Very similar to the Canadian Cocoon !!

BD


----------



## Illinois59 (Jan 12, 2009)

We have a video posted on Youtube. Just type in "Staywoods" and you will be able watch it. 

We have not yet established a price but we are looking at around $199 hopefully. We want to make it affordable to almost everyone.

We will have sizes for women and children.

100% lifetime warranty against defects in material or workmanship. If we can't repair it we will replace it.

We are working with ASAT presently on a licensing agreement. 

The website will not be active until we have the pricing established.

Here is a pic and some info. If you have any questions please feel free to shoot me a pm.

Any comments or suggestions are greatly appreciated.











Features / Benefits


Realtree AP HD camo - Blends into many different environments
Erases the human outline


Waterproof, windproof, 4-way stretch, soft shell outer fabric - Lightweight, non bulky, quiet, soft, warm, dry


Polartec® fleece liner - Lightweight, non bulky, soft, warm.
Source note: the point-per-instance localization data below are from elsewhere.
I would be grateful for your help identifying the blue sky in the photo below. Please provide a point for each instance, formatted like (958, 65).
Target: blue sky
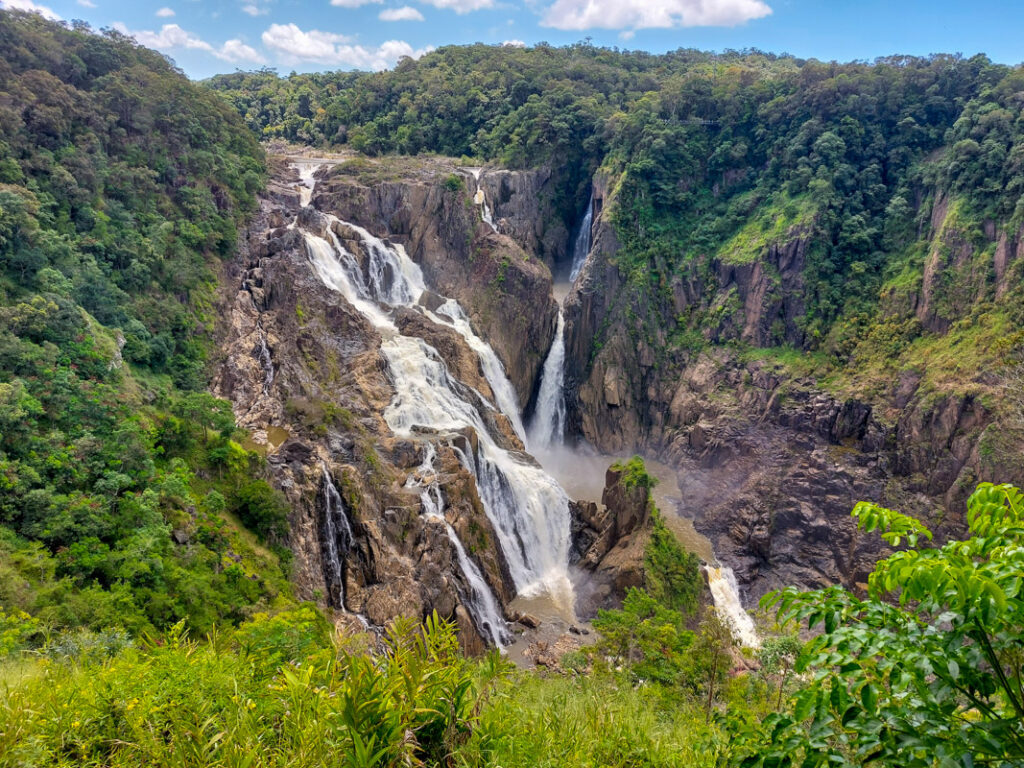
(205, 37)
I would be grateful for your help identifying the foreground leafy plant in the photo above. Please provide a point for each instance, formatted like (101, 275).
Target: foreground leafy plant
(927, 671)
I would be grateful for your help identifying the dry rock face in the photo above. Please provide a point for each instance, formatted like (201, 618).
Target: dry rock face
(304, 372)
(608, 544)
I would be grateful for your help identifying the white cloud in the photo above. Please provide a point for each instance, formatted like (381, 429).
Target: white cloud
(639, 14)
(294, 45)
(42, 10)
(236, 50)
(404, 13)
(461, 6)
(171, 36)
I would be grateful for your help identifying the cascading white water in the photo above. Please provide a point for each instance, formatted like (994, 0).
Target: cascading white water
(505, 396)
(338, 540)
(526, 507)
(548, 428)
(725, 593)
(307, 182)
(480, 601)
(582, 245)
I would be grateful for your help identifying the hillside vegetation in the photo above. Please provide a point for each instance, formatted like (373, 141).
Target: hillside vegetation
(122, 185)
(716, 159)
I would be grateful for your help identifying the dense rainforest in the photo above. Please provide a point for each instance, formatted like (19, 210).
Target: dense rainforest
(146, 614)
(718, 157)
(122, 185)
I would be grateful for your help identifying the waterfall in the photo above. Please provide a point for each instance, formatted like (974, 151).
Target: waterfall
(725, 593)
(548, 428)
(265, 361)
(526, 507)
(338, 541)
(582, 245)
(480, 601)
(505, 396)
(481, 200)
(306, 181)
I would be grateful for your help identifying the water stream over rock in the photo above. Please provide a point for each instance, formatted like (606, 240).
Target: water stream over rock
(526, 507)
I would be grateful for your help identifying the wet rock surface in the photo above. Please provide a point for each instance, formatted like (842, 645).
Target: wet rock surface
(769, 464)
(305, 374)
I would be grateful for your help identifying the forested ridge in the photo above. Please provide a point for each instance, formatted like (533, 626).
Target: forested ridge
(122, 185)
(145, 611)
(716, 158)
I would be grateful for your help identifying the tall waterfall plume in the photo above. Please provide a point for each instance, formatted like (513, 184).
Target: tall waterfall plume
(583, 242)
(548, 428)
(527, 508)
(725, 593)
(480, 601)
Large interior pockets - Store calls, snacks, 4 way radio, etc…


Outer chest pocket with tag loop - Holds rangefinder or binoculars in place.


Drawstring neck closure - Keeps cold air out, warm air in.


Zippered arm holes - Allows wearer to stay inside at all times. Minimal heat loss.


Reversible main body zipper - Allows wearer to step out.


Waist belt - Secures bottom of bag around waist and allows the hunter to walk around.


Full Body Enclosure - Entire body stays warm. Masks movement inside. 


Oversized, waterproof, windproof stuff sack with carry strap - Dress lightly for the walk in. Carry additional layers with you as needed. 

Sorry for the double posting. The spam filters caused a problem. 

Admin please delete this post as needed.


----------



## bowtech dually (Mar 10, 2003)

Looks great!! How difficult is it to shuffle your feet around to completely turn to shoot behind you on stand, and do you have any plans on making a model with separate legs. Im sure if the pricing stays right there will be many takers.

Thanks again
BD


----------



## Illinois59 (Jan 12, 2009)

It is very easy to turn around in The Warmbag. We do not plan on adding legs as it defeats the purpose of keeping your entire body in one area to share your core heat.


----------



## bowaholic77 (Jul 27, 2006)

*Suggestion*

If the head cover (hood) is detachable then maybe make it reversable and have a blaze orange side. If its not detachable then..........well, I dont know:wink:

Product looks good, and seems to be pretty well priced.


----------



## fearedbydeer (Dec 1, 2010)

just buy a jock strap and take out the cup and put in a handwarmer. that will keep you warm all day.


----------